At any rate, I had to take a look to see what might have been so important that might have “leaked” out. This would likely be the info most sought after as it determines the Fed direction on setting the interest rate and buying bonds (read printing money).

The expected path for the federal funds rate implied by
market quotes moved down over the intermeeting period,
likely reflecting policymakers’ communications
that reinforced market expectations of continued monetary
policy accommodation. Results from the Desk’s
survey of primary dealers conducted prior to the March
meeting showed that dealers continued to view the
third quarter of 2015 as the most likely time of the first
increase in the target federal funds rate. In addition,
the median dealer continued to see the first quarter of
2014 as the most probable time for the Federal Reserve’s
asset purchases to end, and most dealers anticipated
that the pace of purchases would be adjusted
down before ending.

Personally, I like the part about “continued monetary policy accomodation”. As in since when is it the job of the Federal Reserve to accomodate the markets? Theoretically, they have a dual-mandate to stave off inflation and pursue full-employment. Accomodating market investors isn’t supposed to be a goal but rather a result of good monetary policy.

Why not just come out and say it? The Fed exists to make the banksters and the elites mucho grande dollars!

At any rate, as you read the plan is to start jacking up interest rates in late 2015 and stop printing money at the end of this year (the first quarter of fiscal year 2014 is Sep.-Dec. of 2013). That has been the announced plan and should come as no surprise to anyone.

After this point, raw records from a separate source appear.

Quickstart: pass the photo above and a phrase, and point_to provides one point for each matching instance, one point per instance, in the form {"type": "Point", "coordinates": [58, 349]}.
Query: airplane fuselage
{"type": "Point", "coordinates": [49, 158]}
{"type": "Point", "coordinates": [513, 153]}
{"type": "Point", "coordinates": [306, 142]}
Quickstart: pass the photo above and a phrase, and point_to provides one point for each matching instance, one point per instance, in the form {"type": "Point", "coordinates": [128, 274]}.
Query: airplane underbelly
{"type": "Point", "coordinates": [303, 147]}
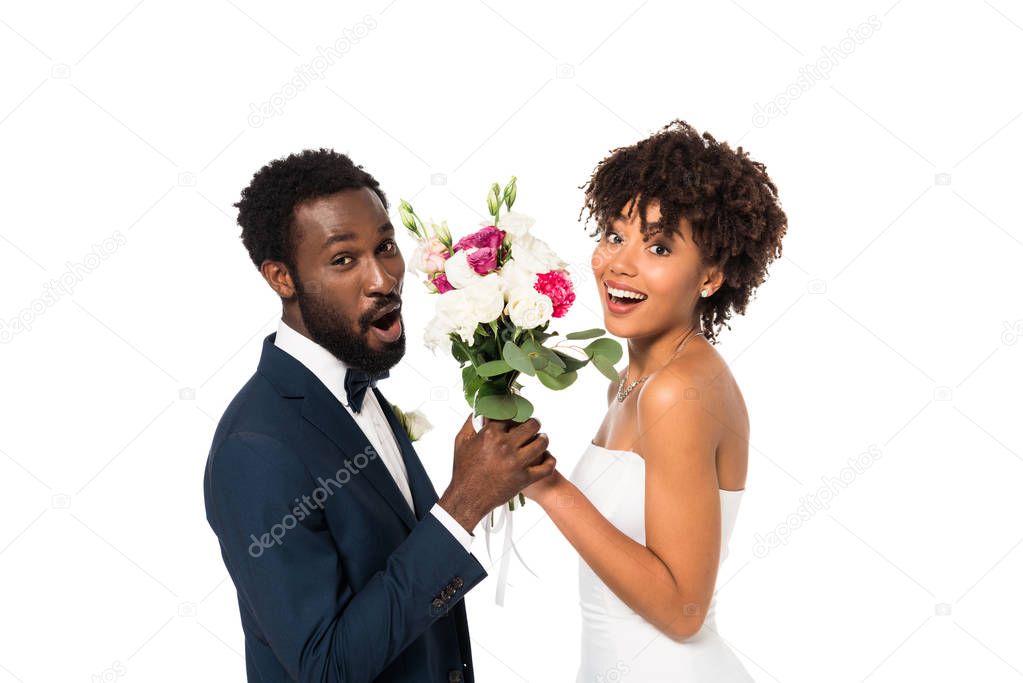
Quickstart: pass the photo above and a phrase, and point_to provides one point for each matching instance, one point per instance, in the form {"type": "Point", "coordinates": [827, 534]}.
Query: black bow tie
{"type": "Point", "coordinates": [356, 383]}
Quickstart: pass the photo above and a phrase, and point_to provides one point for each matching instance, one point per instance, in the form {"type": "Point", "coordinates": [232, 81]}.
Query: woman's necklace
{"type": "Point", "coordinates": [623, 394]}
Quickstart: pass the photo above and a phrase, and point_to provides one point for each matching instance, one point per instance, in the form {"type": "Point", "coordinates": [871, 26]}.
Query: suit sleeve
{"type": "Point", "coordinates": [288, 573]}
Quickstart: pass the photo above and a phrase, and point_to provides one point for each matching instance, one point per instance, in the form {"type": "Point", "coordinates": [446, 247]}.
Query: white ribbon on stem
{"type": "Point", "coordinates": [491, 527]}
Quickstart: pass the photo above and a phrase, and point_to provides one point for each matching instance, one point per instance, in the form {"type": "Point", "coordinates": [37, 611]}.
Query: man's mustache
{"type": "Point", "coordinates": [367, 318]}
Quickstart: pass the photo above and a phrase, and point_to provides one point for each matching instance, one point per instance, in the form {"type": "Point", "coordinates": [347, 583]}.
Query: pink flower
{"type": "Point", "coordinates": [440, 281]}
{"type": "Point", "coordinates": [558, 286]}
{"type": "Point", "coordinates": [483, 260]}
{"type": "Point", "coordinates": [490, 236]}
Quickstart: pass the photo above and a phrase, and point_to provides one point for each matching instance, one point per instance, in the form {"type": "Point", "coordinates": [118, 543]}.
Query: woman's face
{"type": "Point", "coordinates": [663, 276]}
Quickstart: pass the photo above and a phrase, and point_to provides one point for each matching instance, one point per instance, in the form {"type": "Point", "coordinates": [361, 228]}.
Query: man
{"type": "Point", "coordinates": [348, 566]}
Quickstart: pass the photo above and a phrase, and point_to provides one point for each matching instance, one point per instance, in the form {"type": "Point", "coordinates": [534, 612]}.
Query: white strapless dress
{"type": "Point", "coordinates": [618, 644]}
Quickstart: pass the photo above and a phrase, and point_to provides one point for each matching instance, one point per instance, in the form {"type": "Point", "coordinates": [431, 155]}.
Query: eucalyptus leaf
{"type": "Point", "coordinates": [523, 409]}
{"type": "Point", "coordinates": [497, 407]}
{"type": "Point", "coordinates": [570, 362]}
{"type": "Point", "coordinates": [558, 383]}
{"type": "Point", "coordinates": [518, 359]}
{"type": "Point", "coordinates": [606, 348]}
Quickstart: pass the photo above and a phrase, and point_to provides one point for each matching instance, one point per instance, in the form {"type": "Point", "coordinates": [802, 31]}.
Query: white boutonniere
{"type": "Point", "coordinates": [414, 423]}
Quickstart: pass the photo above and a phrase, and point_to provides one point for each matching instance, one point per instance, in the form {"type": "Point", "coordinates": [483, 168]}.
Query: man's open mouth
{"type": "Point", "coordinates": [388, 317]}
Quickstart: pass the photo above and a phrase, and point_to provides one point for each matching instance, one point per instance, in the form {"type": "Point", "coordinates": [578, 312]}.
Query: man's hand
{"type": "Point", "coordinates": [492, 465]}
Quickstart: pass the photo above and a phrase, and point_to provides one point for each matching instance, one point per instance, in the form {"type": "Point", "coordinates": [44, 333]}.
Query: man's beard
{"type": "Point", "coordinates": [332, 332]}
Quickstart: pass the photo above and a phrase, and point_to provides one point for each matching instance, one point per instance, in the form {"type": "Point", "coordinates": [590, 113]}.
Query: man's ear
{"type": "Point", "coordinates": [279, 278]}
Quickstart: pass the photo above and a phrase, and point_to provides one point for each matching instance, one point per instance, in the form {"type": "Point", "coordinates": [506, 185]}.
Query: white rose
{"type": "Point", "coordinates": [535, 255]}
{"type": "Point", "coordinates": [436, 335]}
{"type": "Point", "coordinates": [528, 308]}
{"type": "Point", "coordinates": [459, 273]}
{"type": "Point", "coordinates": [485, 298]}
{"type": "Point", "coordinates": [515, 276]}
{"type": "Point", "coordinates": [455, 314]}
{"type": "Point", "coordinates": [516, 224]}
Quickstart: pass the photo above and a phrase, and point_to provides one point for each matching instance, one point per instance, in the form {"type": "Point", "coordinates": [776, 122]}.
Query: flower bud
{"type": "Point", "coordinates": [493, 199]}
{"type": "Point", "coordinates": [509, 192]}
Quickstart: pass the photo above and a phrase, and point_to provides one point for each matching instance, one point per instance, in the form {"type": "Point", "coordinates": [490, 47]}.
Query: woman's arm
{"type": "Point", "coordinates": [670, 581]}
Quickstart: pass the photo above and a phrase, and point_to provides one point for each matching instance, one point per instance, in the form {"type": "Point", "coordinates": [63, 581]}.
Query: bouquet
{"type": "Point", "coordinates": [499, 288]}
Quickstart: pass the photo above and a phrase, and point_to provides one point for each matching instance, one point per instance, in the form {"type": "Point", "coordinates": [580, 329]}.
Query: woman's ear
{"type": "Point", "coordinates": [713, 279]}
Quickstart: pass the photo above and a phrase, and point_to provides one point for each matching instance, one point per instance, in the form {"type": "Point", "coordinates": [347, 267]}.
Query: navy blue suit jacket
{"type": "Point", "coordinates": [337, 579]}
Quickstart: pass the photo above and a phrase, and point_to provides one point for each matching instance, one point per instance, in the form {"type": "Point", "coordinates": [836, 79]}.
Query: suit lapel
{"type": "Point", "coordinates": [424, 494]}
{"type": "Point", "coordinates": [321, 409]}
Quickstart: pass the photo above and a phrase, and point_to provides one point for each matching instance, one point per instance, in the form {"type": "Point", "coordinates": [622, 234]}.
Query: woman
{"type": "Point", "coordinates": [686, 228]}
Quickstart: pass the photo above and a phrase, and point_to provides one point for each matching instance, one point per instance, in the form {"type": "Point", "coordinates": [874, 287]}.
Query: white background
{"type": "Point", "coordinates": [892, 322]}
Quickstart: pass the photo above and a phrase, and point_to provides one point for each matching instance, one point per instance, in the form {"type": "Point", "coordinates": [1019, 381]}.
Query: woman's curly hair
{"type": "Point", "coordinates": [727, 197]}
{"type": "Point", "coordinates": [266, 210]}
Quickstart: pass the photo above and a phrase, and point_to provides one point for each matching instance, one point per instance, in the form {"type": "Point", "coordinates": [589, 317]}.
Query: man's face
{"type": "Point", "coordinates": [349, 278]}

The rest is the standard blah-blah-blah about how to balance out the argument that our economy just keeps on improving while at the same time is disappointing. There is even some comic relief in these usually bland Fed meeting minutes.

One participant
cited research indicating that long-term unemployment,
which is currently especially high, could lead
to persistently lower income and wealth for those affected,
even after they found jobs.

Seriously? You’re sure? Unemployment could lead to lower income and wealth? Add that to my list of learning something new everyday. I wonder who paid for the “research” to uncover this little nugget?

There is also a sliver of hope. A voice of reason amongst the hordes. The Fed voted to continue plodding along with its artifical manipulation of the federal funds rate to keep it at 0-.25% and to keep printing money at $40-45 billion per month with one dissenter. Was it Bernanke? Ha!

Voting for this action: Ben Bernanke, William C.
Dudley, James Bullard, Elizabeth Duke, Charles L. Evans,
Jerome H. Powell, Sarah Bloom Raskin, Eric
Rosengren, Jeremy C. Stein, Daniel K. Tarullo, and
Janet L. Yellen.

Voting against this action: Esther L. George.

Ms. George dissented because she continued to view
monetary policy as too accommodative and therefore
as posing risks to the achievement of the Committee’s
economic objectives in the long run. In particular, the
current stance of policy could lead to financial imbalances,
a mispricing of risk, and, over time, higher longterm
inflation expectations. In her view, the Commit-
tee’s asset purchases were providing relatively small
benefits, and, given the risks that they posed as well as
the improvement in the outlook for the labor market,
she thought they should be wound down.

Way to go Esther! Too bad nobody is listening to you.